E se você achou que a aproximação de um porta-voz da indústria de cigarros com a distinção histórico-filosófica entre sofista e filósofos foi extremamente arbitrária, é só assistir Obrigado por Fumar que você entenderá. Nesse filme todo mundo é um sofista, e, perceba, até os sofistas acertam de vez em quando.
O diretor Jason Reitman, o novo queridinho da indústria pop-independente do cinema americano, demonstra em seu filme que a ênfase na articulação retórica está nos dois lados da questão. De um lado, o dark side por assim dizer, a indústria do tabaco apresenta uma retórica inabalável, calcada no ‘direito de escolha’ e ‘no livre pensamento’. E obviamente não escapa de erros também. Quando, por exemplo, Nick está com seus amigos da Liga da Morte (formada pelos representantes das indústrias de armas e bebidas, juntamente com Nick), seu colega da indústria bélica alega: “Quando alguém morre de acidente de avião, você culpa a Boeing?”. O que obviamente é um erro, o avião é um veículo para voar e quando cai isso é uma aberração dentro dos parâmetros sob os quais ele foi construído, um acidente. Já as armas quando matam estão pura e simplesmente executando aquilo para que foram desenhadas. A reinterpretação dos dados, ou distorções falaciosas são o Santo Graal para Nick, entretanto. Quando ele conversa com o filho diz: “Quando você argumenta não precisa estar certo”. O que, a bem da verdade, está correto. Uma argumentação pode ser coerente sem se aproximar da verdade. É isso precisamente que faz de Nick um sofista, o que ele faz é substituir a venda de cigarros por uma venda de argumentos coerentes, porém falsos.
Do outro lado o senador Otorlan Finistirre (William H. Macy, ótimo pra variar) inicia uma guerra contra o cigarro. E deste lado do front a situação em termos de argumentação não é muito melhor. O filme parece querer mostrar que quem se opõe, normalmente está tão acomodado em sua situação e considera suas ideologias tão naturais, que não precisa ter o trabalho de defendê-las. É por esse motivo que quando Nick pressiona seus opositores com suas falácias eles só conseguem exibir discursos lacunosos em tatibitate. Não estão preocupados em defender suas idéias porque passaram muito tempo contemplando-as como as mais corretas entre as idéias. O Senador Otorlan Finistirre é apenas um moralista disfarçado de libertador do povo, como mostra tão bem o final do filme. Sua estratégia é erigir leis tão óbvias que o povo estaria livre da tarefa tão penosa de pensar.
Usando a estratégia da relação pai-filho o diretor nos coloca na posição da criança.

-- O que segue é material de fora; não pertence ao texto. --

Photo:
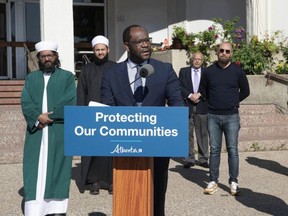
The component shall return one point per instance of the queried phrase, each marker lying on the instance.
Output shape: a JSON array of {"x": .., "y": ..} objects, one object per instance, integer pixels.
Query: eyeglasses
[
  {"x": 226, "y": 51},
  {"x": 49, "y": 56},
  {"x": 141, "y": 42},
  {"x": 197, "y": 59}
]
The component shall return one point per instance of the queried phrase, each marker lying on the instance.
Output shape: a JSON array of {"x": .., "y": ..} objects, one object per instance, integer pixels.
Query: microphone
[{"x": 146, "y": 70}]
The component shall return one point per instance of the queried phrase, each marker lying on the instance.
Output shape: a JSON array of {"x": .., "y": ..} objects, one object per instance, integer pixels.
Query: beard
[
  {"x": 224, "y": 60},
  {"x": 101, "y": 61},
  {"x": 48, "y": 66}
]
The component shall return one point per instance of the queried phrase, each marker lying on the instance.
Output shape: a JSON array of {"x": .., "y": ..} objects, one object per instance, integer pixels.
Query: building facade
[{"x": 73, "y": 24}]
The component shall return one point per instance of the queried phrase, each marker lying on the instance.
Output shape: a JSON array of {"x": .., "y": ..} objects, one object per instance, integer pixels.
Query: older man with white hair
[
  {"x": 96, "y": 172},
  {"x": 46, "y": 171}
]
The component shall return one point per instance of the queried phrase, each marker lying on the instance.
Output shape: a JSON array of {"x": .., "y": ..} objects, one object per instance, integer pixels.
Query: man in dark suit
[
  {"x": 190, "y": 80},
  {"x": 96, "y": 172},
  {"x": 161, "y": 88}
]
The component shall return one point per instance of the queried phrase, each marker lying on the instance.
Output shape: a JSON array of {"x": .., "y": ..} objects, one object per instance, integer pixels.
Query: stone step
[
  {"x": 263, "y": 119},
  {"x": 275, "y": 130},
  {"x": 257, "y": 109},
  {"x": 10, "y": 92}
]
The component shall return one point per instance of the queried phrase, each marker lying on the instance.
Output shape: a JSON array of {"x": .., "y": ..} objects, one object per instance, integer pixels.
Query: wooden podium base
[{"x": 133, "y": 186}]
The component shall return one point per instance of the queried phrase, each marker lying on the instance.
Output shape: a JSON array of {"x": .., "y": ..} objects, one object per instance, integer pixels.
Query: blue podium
[{"x": 133, "y": 136}]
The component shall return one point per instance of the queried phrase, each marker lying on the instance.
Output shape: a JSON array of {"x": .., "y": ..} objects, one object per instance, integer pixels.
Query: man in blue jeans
[{"x": 224, "y": 85}]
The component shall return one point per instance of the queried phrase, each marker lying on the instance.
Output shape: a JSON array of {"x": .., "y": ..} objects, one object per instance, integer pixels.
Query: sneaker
[
  {"x": 234, "y": 188},
  {"x": 211, "y": 188},
  {"x": 94, "y": 190}
]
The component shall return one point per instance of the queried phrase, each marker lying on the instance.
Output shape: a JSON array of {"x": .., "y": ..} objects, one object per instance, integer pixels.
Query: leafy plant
[{"x": 254, "y": 55}]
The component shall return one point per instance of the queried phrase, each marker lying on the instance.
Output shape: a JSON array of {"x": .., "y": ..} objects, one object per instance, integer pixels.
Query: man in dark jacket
[
  {"x": 225, "y": 85},
  {"x": 96, "y": 172}
]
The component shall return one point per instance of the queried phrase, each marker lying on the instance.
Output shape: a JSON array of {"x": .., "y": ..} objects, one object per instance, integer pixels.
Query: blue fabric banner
[{"x": 126, "y": 131}]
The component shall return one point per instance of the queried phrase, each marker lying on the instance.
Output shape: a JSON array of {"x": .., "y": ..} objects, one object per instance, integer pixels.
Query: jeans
[
  {"x": 198, "y": 123},
  {"x": 230, "y": 126}
]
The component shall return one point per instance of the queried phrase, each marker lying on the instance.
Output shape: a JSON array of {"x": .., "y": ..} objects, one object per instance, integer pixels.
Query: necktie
[
  {"x": 196, "y": 81},
  {"x": 138, "y": 88}
]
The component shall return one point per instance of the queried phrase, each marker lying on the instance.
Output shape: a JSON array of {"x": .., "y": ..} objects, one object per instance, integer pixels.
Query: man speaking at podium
[{"x": 157, "y": 85}]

Assistimos Nick demonstrar todo o seu conhecimento da forma mais pedagógica possível, e ganhar a admiração do menino. E quase nos convencemos também que o cara é realmente um herói. Porque, afinal de contas, parece que naquela briga milenar os sofistas levaram a melhor, ninguém liga mais pra verdade, importa é quem conta a mentira mais bem contada.
Thank You For Smoking, 2005 - Dir. e roteiro: Jason Reitman - Com: Aaron Eckhart, Eric Haberman, Mary Jo Smith, William H. Macy, Cameron Bright, David Koechner, Kim Dickens, Robert Duvall, Katie Holmes.